Commonplace Book – Pages 122-123
- The Comte Guillaume arrives from Toulouse to ask for money, she grants the pension, and wants nothing more to do with him.
- In the meantime, du Barri wants a divorce from Rome. She acquires the service of an abbe. She does not name him.
- The Abbe: “the very worst of the ecclesiastical profession”; witty; lively; eager for advancement; covetous of money; later became a prince of the Church
- The Abbe leaves Paris, with a letter of credit for Cardinal de Bernis who represented the King with the Pope. The Cardinal refuses to grant it. The Marechale de Mirepoix says the Abbe Terray is playing her false for he wants to put Madame Dumerval in du Barri’s place. But the King, after being confronted, says he has no interest in her.

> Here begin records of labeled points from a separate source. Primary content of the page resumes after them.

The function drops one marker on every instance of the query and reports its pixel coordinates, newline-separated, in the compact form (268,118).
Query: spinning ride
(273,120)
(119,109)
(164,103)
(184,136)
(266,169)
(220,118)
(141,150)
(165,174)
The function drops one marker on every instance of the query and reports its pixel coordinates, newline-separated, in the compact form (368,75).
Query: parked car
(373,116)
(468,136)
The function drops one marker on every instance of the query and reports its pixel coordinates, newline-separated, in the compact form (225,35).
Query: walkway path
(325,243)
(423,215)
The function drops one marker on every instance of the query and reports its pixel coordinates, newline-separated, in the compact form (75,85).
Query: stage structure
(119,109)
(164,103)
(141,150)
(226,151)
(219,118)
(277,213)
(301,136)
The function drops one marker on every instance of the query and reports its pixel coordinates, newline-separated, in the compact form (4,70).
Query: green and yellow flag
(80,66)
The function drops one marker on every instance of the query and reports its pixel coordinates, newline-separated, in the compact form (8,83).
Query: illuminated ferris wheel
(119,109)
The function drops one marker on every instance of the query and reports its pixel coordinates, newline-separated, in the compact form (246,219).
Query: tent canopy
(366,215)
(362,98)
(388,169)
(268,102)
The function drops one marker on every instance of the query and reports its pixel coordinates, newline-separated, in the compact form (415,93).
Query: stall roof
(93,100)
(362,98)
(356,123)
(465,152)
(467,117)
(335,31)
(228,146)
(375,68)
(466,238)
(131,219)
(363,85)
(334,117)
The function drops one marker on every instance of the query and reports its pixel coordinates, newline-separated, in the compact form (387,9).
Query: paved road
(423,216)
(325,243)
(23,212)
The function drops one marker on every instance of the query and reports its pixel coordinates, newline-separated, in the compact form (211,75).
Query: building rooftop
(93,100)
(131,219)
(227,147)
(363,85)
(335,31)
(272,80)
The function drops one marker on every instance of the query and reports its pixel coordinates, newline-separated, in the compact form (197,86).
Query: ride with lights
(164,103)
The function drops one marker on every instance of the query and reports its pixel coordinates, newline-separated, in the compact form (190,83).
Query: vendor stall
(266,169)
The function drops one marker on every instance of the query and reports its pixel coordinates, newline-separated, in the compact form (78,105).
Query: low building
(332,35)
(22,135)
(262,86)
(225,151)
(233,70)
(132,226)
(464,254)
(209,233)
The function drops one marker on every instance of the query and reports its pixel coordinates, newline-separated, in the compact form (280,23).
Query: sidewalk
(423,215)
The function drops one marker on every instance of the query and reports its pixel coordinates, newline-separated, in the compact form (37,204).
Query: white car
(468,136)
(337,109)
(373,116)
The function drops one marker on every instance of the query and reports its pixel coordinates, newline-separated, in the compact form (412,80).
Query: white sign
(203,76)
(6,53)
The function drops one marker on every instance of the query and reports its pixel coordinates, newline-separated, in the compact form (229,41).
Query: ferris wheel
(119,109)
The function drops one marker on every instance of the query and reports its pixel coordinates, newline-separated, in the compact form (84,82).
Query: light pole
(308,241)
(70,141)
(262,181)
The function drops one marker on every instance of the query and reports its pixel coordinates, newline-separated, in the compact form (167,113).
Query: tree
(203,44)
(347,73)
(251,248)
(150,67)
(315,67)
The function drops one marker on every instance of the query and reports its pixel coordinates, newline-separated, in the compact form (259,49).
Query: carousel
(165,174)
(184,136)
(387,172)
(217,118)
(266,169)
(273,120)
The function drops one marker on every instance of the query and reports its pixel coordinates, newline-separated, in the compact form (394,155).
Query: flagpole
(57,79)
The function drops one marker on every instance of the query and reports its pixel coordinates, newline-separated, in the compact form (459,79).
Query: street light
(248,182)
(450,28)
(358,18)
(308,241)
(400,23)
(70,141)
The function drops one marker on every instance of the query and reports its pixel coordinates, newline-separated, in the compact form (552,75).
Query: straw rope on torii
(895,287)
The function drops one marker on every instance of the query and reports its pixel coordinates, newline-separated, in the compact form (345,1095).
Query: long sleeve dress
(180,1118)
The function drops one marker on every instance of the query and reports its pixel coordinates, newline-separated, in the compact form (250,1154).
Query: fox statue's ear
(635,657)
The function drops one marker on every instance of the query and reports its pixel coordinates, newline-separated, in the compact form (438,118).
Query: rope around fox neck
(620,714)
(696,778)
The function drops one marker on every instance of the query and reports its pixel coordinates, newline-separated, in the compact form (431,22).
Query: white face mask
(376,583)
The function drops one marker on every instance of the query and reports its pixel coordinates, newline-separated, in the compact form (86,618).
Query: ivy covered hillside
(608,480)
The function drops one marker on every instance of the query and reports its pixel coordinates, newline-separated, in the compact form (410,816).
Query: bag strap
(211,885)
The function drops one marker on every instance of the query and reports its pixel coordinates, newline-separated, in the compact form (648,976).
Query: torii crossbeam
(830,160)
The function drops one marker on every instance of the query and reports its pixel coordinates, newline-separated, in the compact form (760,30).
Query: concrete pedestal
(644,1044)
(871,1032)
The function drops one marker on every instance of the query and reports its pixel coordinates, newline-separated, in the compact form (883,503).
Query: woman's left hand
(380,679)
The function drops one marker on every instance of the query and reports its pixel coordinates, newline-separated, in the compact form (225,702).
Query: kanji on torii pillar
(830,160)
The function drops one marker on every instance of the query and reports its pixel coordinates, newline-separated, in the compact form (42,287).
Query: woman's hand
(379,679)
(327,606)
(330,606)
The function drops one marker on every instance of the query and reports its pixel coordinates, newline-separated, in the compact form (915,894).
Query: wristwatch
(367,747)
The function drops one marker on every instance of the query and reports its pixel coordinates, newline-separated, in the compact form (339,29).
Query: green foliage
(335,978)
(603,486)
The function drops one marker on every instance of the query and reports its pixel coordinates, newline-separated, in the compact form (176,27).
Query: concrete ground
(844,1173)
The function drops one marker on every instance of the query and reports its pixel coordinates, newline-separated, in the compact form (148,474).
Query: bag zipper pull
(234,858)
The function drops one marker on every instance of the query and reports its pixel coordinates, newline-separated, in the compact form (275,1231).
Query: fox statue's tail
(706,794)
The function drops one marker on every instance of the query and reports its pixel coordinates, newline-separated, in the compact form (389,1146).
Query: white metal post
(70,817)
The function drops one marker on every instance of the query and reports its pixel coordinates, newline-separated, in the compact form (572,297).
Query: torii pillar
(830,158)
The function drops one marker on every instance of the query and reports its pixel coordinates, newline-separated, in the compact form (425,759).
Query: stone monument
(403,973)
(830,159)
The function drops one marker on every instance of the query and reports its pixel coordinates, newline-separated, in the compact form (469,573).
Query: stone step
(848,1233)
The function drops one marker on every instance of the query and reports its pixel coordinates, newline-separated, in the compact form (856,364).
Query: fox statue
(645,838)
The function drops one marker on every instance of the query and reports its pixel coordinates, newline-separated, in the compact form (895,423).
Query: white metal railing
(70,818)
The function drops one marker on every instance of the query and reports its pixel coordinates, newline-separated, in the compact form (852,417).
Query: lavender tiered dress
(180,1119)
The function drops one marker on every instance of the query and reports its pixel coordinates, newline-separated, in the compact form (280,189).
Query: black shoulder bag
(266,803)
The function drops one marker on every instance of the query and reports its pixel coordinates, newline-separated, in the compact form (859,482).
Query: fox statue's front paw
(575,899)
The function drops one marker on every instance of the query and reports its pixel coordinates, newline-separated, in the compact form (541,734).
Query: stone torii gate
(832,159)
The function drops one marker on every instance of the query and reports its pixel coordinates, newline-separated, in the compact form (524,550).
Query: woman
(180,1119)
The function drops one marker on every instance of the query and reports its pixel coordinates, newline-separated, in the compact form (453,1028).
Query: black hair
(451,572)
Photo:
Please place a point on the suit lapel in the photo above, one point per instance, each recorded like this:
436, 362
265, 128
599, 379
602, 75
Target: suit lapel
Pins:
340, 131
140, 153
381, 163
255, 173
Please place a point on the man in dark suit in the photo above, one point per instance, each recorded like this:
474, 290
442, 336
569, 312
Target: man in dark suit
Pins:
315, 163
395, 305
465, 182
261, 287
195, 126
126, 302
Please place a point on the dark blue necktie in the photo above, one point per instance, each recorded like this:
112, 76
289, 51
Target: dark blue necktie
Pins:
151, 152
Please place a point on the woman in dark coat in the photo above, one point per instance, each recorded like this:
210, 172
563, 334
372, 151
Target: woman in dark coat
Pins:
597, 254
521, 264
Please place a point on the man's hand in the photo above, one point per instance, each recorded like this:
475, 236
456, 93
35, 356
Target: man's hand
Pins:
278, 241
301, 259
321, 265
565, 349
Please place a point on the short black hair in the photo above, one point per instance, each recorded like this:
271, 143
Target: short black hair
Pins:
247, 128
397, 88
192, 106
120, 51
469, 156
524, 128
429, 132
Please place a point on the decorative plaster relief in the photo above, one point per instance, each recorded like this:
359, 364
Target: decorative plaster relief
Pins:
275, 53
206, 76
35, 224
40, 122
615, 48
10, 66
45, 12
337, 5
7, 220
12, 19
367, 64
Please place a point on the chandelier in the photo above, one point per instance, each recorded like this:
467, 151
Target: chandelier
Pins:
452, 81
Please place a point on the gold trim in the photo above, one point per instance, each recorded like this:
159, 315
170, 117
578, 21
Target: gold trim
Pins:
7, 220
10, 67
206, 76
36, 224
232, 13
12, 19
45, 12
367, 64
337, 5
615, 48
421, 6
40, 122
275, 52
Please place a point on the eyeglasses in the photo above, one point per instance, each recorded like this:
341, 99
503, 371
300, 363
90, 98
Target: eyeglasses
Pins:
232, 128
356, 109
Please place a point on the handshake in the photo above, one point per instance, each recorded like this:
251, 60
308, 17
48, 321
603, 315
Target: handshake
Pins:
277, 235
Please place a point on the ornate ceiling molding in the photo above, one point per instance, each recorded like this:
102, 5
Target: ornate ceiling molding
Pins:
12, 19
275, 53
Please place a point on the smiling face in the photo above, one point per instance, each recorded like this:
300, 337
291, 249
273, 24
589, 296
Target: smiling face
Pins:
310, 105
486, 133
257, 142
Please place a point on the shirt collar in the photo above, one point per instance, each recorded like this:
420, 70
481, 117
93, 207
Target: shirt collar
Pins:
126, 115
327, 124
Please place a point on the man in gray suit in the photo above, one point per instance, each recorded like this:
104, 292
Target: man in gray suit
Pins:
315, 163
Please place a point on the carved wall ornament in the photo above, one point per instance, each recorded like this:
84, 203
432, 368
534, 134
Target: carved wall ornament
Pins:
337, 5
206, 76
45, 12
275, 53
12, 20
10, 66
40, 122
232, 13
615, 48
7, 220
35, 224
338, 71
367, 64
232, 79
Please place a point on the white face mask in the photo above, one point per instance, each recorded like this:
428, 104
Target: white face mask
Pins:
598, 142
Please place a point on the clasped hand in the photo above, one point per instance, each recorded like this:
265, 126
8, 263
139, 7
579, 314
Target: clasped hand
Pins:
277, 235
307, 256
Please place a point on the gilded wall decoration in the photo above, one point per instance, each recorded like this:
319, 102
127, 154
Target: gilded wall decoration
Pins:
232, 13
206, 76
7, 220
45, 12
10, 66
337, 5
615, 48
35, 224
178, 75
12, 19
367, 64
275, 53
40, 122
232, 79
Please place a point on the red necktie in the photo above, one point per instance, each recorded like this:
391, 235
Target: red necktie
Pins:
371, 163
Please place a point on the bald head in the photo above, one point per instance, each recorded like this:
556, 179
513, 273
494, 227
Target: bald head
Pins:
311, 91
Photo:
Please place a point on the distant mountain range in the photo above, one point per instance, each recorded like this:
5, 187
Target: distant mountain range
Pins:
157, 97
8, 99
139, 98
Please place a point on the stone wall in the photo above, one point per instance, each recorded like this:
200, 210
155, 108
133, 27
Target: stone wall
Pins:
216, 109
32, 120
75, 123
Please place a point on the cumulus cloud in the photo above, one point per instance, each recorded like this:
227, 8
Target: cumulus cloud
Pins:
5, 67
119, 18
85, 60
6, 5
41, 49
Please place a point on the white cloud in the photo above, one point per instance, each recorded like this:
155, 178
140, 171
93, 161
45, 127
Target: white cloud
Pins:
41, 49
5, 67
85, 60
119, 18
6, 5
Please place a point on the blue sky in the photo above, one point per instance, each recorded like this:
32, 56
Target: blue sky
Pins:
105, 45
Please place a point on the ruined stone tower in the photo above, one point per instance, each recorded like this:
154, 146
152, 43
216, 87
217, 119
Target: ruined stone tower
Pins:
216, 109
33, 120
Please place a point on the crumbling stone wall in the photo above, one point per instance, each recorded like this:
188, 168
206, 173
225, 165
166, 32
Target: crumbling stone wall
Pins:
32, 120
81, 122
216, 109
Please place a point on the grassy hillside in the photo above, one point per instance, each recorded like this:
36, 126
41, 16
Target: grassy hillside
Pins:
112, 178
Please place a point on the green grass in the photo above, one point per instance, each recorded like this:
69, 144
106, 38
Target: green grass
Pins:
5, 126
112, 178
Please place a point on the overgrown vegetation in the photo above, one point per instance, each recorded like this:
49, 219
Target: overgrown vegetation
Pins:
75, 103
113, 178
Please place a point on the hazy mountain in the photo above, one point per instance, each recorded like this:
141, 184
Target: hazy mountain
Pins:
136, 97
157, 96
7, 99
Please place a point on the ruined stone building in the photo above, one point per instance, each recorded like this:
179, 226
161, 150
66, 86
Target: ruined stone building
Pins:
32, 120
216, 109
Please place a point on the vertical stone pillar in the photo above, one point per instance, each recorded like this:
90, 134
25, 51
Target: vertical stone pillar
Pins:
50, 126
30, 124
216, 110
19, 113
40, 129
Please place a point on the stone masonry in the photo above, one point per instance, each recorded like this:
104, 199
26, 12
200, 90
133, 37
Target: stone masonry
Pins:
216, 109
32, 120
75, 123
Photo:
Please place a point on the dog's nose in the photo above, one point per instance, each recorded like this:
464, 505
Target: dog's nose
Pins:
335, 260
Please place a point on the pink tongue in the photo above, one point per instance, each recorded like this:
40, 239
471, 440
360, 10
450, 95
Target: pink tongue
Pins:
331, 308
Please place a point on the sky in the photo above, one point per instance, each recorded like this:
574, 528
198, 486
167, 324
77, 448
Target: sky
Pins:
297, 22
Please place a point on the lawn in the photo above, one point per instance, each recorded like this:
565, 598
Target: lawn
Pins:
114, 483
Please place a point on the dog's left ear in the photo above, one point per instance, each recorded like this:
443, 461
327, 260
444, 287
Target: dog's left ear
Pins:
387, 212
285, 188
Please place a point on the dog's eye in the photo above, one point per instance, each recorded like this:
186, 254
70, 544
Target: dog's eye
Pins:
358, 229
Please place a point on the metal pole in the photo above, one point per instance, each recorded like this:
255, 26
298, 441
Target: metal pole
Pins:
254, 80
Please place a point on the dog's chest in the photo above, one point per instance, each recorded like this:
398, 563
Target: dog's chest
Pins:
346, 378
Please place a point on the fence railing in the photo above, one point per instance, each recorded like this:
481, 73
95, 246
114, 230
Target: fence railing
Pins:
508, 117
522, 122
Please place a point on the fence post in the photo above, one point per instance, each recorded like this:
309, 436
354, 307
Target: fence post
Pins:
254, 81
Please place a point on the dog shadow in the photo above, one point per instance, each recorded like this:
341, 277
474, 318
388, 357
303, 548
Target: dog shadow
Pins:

- Princesse de Lamballe: young; tolerably pretty; vivacious; “destitute of wit”; “possessed little or no knowledge of Court life; the new favorite
- Comte Jean goes to the Parc-aux-Cerfs and speaks with Madame. There, he views Josephine de M___ (young, lady of quality), Linettle (Flemish) and Dorothee (native of Auvergne). They want to control Dorothee to distract the King from Lamballe. Chamilly is now Lebel’s successor.
- Dorothee had a lover, and learns from him where she really is and her purpose there. She refuses the King. Dorothee is punished by being confined in a cloister. The lover then finds his way to du Barri to ask for release of Dorothee. du Barri gets the King to agree, Dorothee is released and the lovers are married.
- Duc de Cosse Brissac: “one of the most accomplished noblemen of the day”; brave; noble disposition; frank, disinterested conduct; solidity of judgement; “air of chivalrous gallantry”
- du Barri meets him in September in the woods of Fontainebleu. The two fall in love, but he tells her that he is married and loves his wife also. du Barri does not want to come between them. He continues to love her still. The Duchesse de Casse finds out all this but promises to keep quiet.